第十二話『沈んだ記憶と、赤く染まる月』

 保健室でハルちゃんに弱音を吐いてしまった翌日。まだ体は少し重くだるかったけれど、学校を休むわけにもいかず、私はいつも通り家を出た。すると、門の前には見慣れた姿が。


「おはよ、雫ちゃん!」


 ハルちゃんが、少し心配そうな顔で立っていた。


「え、ハルちゃん? なんで…」


「だって、心配だったんだもん。一人で大丈夫かなって。一緒に行こ?」


 その過保護っぷりに、少しだけ頬が熱くなる。


「も、もう大丈夫だよ。昨日よりずっとマシだし」


「ほんとに? 無理しないでね。ちょっとでも辛くなったらすぐ言うんだよ!」


 念を押すように言うハルちゃんに、私は苦笑しながら頷いた。朝からこんな調子だと、一日が思いやられる。でも、心配してくれるその気持ちが、素直に嬉しかった。


 二人で歩く通学路。街の空気は、昨日と変わらずどんよりと重い。すれ違う人々の表情も硬く、街全体が息を潜めているかのようだ。私の視界の端でちらつくノイズも、まだ完全には消えていない。


 放課後、私たちは真っ直ぐに図書室へ向かった。昨日、ハルちゃんが言ってくれた「一緒に考える」という言葉を、私たちは実行に移すことにしたのだ。この街を覆う異変の原因、その手がかりを探るために。


「まずは、この街の歴史とか、古い言い伝えみたいなのを調べてみない?」


「うん。ニャンゴロ先生が言ってた『潮が満ちる夜』ってのが気になるし、海に関係する何かがあるのかも」


 私たちは、郷土史のコーナーで、港町の成り立ちや、過去の出来事が書かれた本を片っ端から手に取った。古い地図、漁業の記録、祭事に関する記述……。ページをめくるたびに、インクと古い紙の匂いがした。


「見て、雫ちゃん。昔、この辺りで大きな高潮があったみたいだよ」


 ハルちゃんが見つけた本には、数十年前に起こった水害の記録が載っていた。多くの家が浸水し、被害も大きかったらしい。


「こっちには、海の神様を祀る古いお祭りについての記述があるけど……今はもう廃れちゃったみたいだね」


 私が手に取った本には、海の豊穣と安全を祈願する、古くから伝わる祭事について書かれていたが、詳細は不明だった。人身御供のような、少し不気味な言い伝えも、断片的に残っているようだ。


「うーん、これだ!っていう決め手には欠けるね……」


 しばらく本を読み漁ったけれど、今の異変に直接結びつきそうな、決定的な情報はなかなか見つからない。司書の先生にも尋ねてみたが、「最近、町の古い歴史について調べる方が多いんですよ。何かあったんですかね?」と逆に質問されてしまう始末だった。


 調査が行き詰まり、私たちは図書室を後にして、美術室へ向かった。
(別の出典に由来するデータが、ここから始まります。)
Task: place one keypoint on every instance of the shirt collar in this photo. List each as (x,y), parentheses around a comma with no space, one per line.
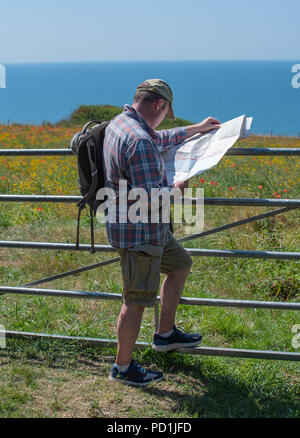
(134,114)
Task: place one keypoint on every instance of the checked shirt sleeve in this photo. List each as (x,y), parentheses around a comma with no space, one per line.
(170,137)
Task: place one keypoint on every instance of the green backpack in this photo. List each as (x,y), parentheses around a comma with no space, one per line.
(87,145)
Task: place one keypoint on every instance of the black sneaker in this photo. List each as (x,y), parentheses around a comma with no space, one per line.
(135,375)
(178,339)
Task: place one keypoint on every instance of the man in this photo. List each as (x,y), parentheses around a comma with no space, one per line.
(132,152)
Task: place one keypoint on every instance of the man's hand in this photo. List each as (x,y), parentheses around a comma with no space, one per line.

もしかしたら、あの不思議な菫先輩なら、何か知っているかもしれない、という淡い期待があったからだ。


 美術室の扉を開けると、菫先輩はいつものように、窓際で大きなキャンバスに向かっていた。イーゼルの上には、抽象的な、それでいてどこか不穏な色使いの絵が描かれ始めている。


「あら、水野さんに天野さん。今日は二人揃ってどうしたの?」


 先輩は、筆を止めずにこちらを見て微笑んだ。


「あの、先輩……。この街の古い伝承とかで、何か知っていることありませんか? 特に、海に関係することで……」


 私の問いかけに、菫先輩は少しだけ考える素振りを見せ、そしてふと、窓の外に広がる港の景色に目を向けた。
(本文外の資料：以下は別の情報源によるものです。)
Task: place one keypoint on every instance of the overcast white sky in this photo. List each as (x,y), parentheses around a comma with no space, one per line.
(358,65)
「この街の海には、昔から色々な『記憶』が沈んでいるって言うわね……」


 その声は、いつもの掴みどころのない響きとは少し違って、どこか真剣な色を帯びているように聞こえた。


「長い年月の中で、忘れられた想いとか、声にならない叫びとか……そういうものが、海の底にはたくさん眠っているのよ。特に……」


 先輩は、港の先端に見える、今はもう使われていない古い灯台を指差した。


「あの古い灯台の辺りとかはね。色々なものが流れ着いて、そして、忘れられていく場所だから」


 古い灯台……。その言葉を聞いた瞬間、私の頭の中に、ざらついたノイズと共に、錆びれた鉄の匂いと、打ち付ける波の音、そして、深い悲しみと、やり場のない怒りのような強い感情のナゴリが、奔流のように流れ込んできた。


「うっ……!」


 突然の感覚の奔流に、思わずよろめく。視界がぐらつき、息が詰まる。まただ。力が、制御できない……!


「雫ちゃん! 大丈夫!?」


 隣にいたハルちゃんが、即座に私の異変に気づき、素早く私の背中を支えてくれた。その温かい手に支えられ、私は何とか意識を保つ。


「しっかりして! 無理しないで!」


 ハルちゃんの必死な声が、耳元で響く。菫先輩は、何も言わず、ただ静かに私たちの様子を見つめていた。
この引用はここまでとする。